Lila 0.2 – Compute Word Counts for WordPress Posts and Corpus

I have just coded Lila 0.2, as shown in the figure. The code is PHP and Javascript and uses the lovely Google Charts library. The code is available at my Github Gist site. I applied to the current set of posts in my After Reading project blog.

In the chart,

  • The blue line shows the count of words in each post ordered in sequence. For example, post 21 has 1370 words.
  • The grey line shows a linear trend — the word count per post is increasing as the series progresses.
  • The red is a constant, the average words per post. The word count for post 21 is larger than both the trend and the average.

The code is just a beginning. Many more metrics will be added to analyze the text of a corpus. I want to be analyze the style of the posts, and several word measures can be calculated: frequency, feeling, concreteness, complexity, etc. Together they profile the style of posts and can be used to compare to the corpus. Even more interesting, it builds a platform for computational understanding of a text. More to come.

Lila – Cognitive Technology – User Interface Wireframe

Lila is a “cognitive” technology, i.e., natural language processing software to aid with reading and writing. It is initially intended to analyze and improve essays in a corpus. Below is a wireframe for a user interface, comparable to to Voyant Tools by Stéfan Sinclair & Geoffrey Rockwell.

Lila has unique functions:

  1. On a Home screen a user gets to enter an essay. Lila is intended to accept the text of individual essays created by a writer. An Analyze button begins the natural language processing that results in the screen above. The text is displayed, highlighting one paragraph at a time as the user scrolls down.
  2. The button set provides four functions. The Home button is for navigation back to the Home screen. The Save button allows the user to save an essay with analytics to a database to build an essay set or corpus. The Documents button navigates to a screen for managing the database. The Settings button navigates to a screen that can adjust configurations for the analytics.
  3. The graph shows the output of natural language processing and analytics for a “Feeling” metric, an aggregate measure based on sentiment, emotion and perhaps other measures. The light blue shows the variance in Feeling across paragraphs. The dark blue straight line shows the aggregate value for the document. The user can see how Feeling varies across paragraphs and in comparison to the whole essay.
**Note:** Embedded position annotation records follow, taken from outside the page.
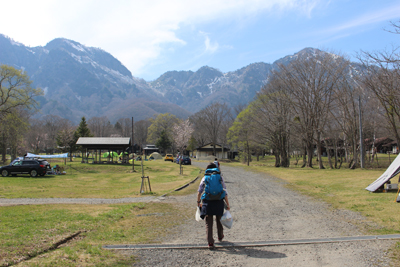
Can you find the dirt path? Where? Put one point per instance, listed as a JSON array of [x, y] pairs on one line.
[[263, 209]]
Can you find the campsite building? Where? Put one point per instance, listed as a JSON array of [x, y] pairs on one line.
[[95, 147], [381, 145], [208, 150], [150, 149]]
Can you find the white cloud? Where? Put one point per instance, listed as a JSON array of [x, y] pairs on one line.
[[379, 15], [133, 31]]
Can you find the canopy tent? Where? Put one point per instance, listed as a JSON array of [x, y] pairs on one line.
[[156, 155], [391, 172], [58, 156], [111, 154]]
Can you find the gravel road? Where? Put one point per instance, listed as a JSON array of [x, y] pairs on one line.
[[263, 209]]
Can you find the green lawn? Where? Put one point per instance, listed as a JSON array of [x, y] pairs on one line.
[[343, 189], [28, 233], [98, 181]]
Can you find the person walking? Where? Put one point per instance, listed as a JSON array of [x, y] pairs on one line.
[[211, 208], [216, 162]]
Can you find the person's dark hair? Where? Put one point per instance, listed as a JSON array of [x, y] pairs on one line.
[[211, 165]]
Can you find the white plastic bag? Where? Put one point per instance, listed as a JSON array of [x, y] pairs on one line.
[[198, 218], [227, 220]]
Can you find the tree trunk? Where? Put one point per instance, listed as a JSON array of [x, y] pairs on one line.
[[3, 149], [248, 153], [310, 152], [319, 151], [329, 155], [277, 159], [304, 157]]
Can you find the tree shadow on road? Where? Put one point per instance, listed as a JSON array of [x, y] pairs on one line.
[[252, 252]]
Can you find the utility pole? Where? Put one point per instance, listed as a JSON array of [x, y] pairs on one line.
[[361, 135], [133, 149]]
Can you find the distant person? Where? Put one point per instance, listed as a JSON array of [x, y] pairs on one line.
[[212, 204], [216, 163]]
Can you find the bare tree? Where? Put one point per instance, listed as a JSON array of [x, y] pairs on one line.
[[140, 132], [309, 86], [382, 78], [100, 126], [210, 120], [163, 122], [123, 127]]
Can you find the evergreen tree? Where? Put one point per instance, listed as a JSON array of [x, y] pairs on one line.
[[163, 142], [83, 129]]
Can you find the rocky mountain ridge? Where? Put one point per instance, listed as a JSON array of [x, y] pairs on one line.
[[86, 81]]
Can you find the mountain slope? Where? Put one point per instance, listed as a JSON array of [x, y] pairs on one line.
[[83, 81]]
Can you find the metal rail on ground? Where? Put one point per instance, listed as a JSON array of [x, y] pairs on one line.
[[226, 244]]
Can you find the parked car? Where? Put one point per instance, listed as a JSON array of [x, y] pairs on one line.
[[46, 164], [186, 161], [169, 157], [25, 166]]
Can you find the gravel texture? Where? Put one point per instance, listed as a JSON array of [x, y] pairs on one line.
[[263, 209]]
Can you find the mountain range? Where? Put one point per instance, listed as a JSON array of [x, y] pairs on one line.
[[85, 81]]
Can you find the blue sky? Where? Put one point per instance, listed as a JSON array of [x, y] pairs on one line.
[[154, 36]]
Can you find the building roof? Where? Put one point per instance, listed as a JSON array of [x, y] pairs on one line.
[[115, 143], [209, 147], [103, 141]]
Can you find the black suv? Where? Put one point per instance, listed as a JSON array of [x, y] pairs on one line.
[[25, 166]]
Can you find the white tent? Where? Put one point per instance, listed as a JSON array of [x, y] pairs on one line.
[[63, 156], [156, 155], [391, 172]]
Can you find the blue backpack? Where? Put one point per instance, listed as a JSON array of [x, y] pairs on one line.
[[214, 189]]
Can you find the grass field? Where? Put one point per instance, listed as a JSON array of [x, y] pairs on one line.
[[343, 189], [98, 181], [28, 233]]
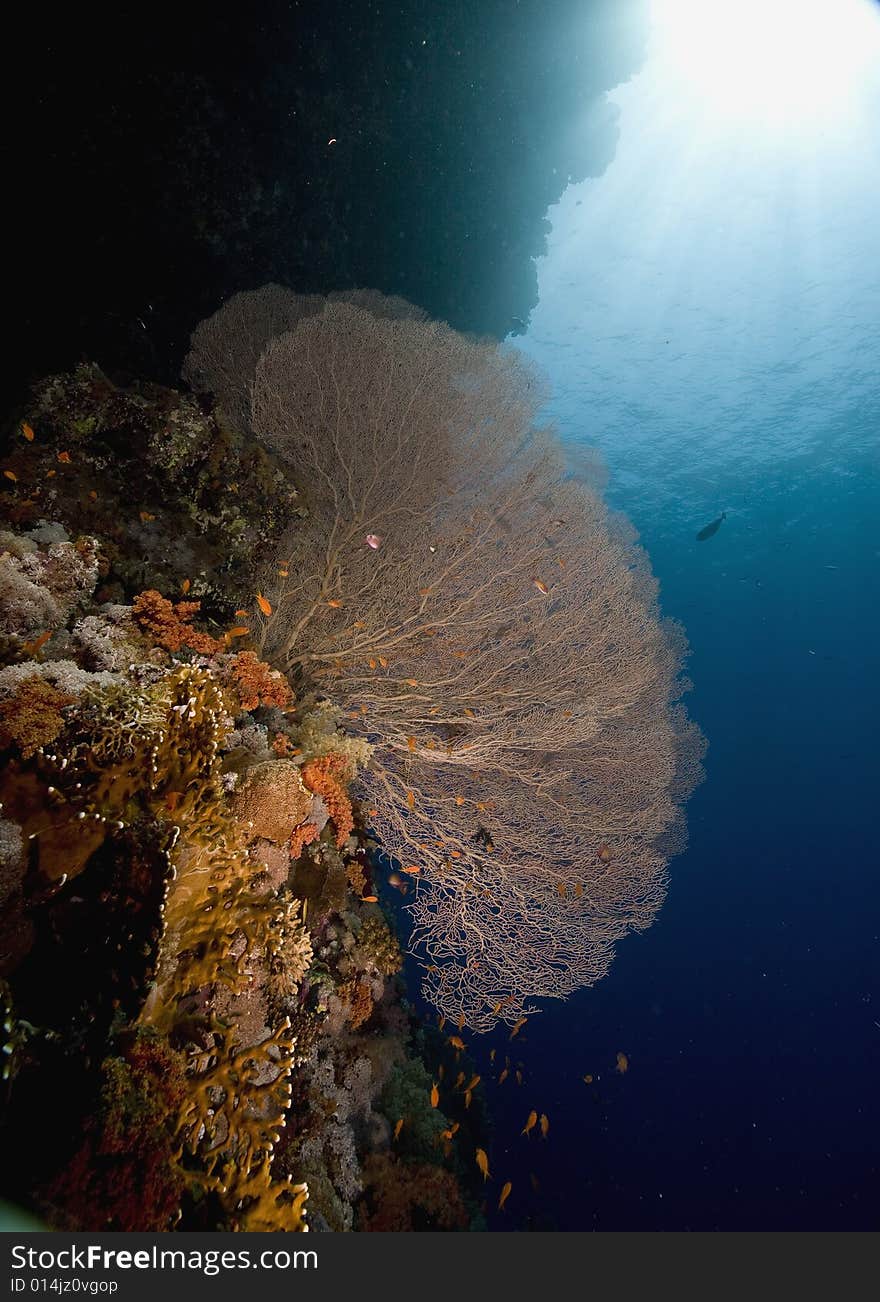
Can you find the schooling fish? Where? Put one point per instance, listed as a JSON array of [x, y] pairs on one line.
[[711, 529]]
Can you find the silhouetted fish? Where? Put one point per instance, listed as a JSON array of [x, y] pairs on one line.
[[711, 529]]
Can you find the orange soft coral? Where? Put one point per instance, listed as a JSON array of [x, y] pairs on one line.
[[324, 777], [255, 684], [168, 624], [302, 836], [31, 718]]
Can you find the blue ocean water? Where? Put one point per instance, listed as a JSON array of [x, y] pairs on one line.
[[710, 319]]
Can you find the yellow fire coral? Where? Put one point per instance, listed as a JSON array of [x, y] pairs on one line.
[[324, 776]]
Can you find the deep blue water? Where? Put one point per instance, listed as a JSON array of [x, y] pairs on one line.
[[710, 319]]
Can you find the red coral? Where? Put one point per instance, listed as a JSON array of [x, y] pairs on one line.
[[31, 718], [323, 776], [168, 624], [257, 684]]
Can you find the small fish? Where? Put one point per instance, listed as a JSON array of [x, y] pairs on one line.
[[708, 530]]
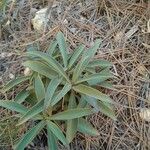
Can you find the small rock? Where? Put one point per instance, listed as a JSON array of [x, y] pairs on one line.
[[73, 30], [40, 20], [145, 114], [27, 71], [11, 76]]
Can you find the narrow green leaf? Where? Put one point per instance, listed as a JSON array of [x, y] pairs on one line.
[[91, 101], [50, 91], [71, 124], [14, 82], [72, 114], [39, 88], [79, 68], [77, 53], [32, 112], [107, 109], [86, 128], [13, 106], [97, 77], [61, 94], [52, 142], [62, 47], [51, 61], [81, 88], [57, 132], [52, 47], [29, 136], [41, 68], [21, 96], [100, 63], [82, 102]]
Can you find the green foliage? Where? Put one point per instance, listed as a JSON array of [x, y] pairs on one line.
[[61, 92]]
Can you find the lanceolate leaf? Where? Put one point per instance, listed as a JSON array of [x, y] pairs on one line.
[[106, 109], [52, 142], [86, 128], [41, 68], [29, 136], [32, 112], [50, 91], [81, 88], [72, 114], [52, 47], [22, 96], [57, 132], [62, 47], [71, 124], [97, 77], [14, 106], [15, 82], [51, 61], [79, 68], [61, 94], [91, 101], [39, 88], [100, 63], [82, 102], [77, 53]]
Another view will allow for comparison of single essays to the corpus.
  4. The user can choose one of several available metrics to be displayed on the graph. See list of metrics below.
  5. All metrics are associated with individuals words. Numeric values will be listed for a subset of the words.
  6. Topic Cloud. A representation of topics in an essay will be shown.

Metrics:

    • Count. The straight count of words.
    • Frequency. The frequency of words.
    • Concreteness. The imagery and memorability of words. A personal favourite.
    • Complexity. Ambiguity or polysemy, i.e., words with multiple meanings. Synonymy or antonmy. A measure of the readability of the text. Complexity can also be measured for sentences, e.g., number of conjunctions, and for paragraphs, e.g, number of sentences.
    • Hyponymy. A measure of the abstraction of words.
    • Metaphor. I am evaluating algorithms that identify metaphors.
    • Form. Various measures are available to measure text quality, e.g., repetition.
    • Readability by grade level.
    • Thematic presence can be measured by dictionary tagging of selected words related to the work’s theme.

 

The intention is to help a writer evaluate the literary quality of an essay and compare it to the corpus. A little bit like spell-check and grammar-check, but packed with literary smarts. Where it is helpful to be conscious of conformity and variance, e.g., author voice, Lila can help. It is a modest step in the direction of an artificial intelligence project that will emerge in time. Perhaps one day Lila will live.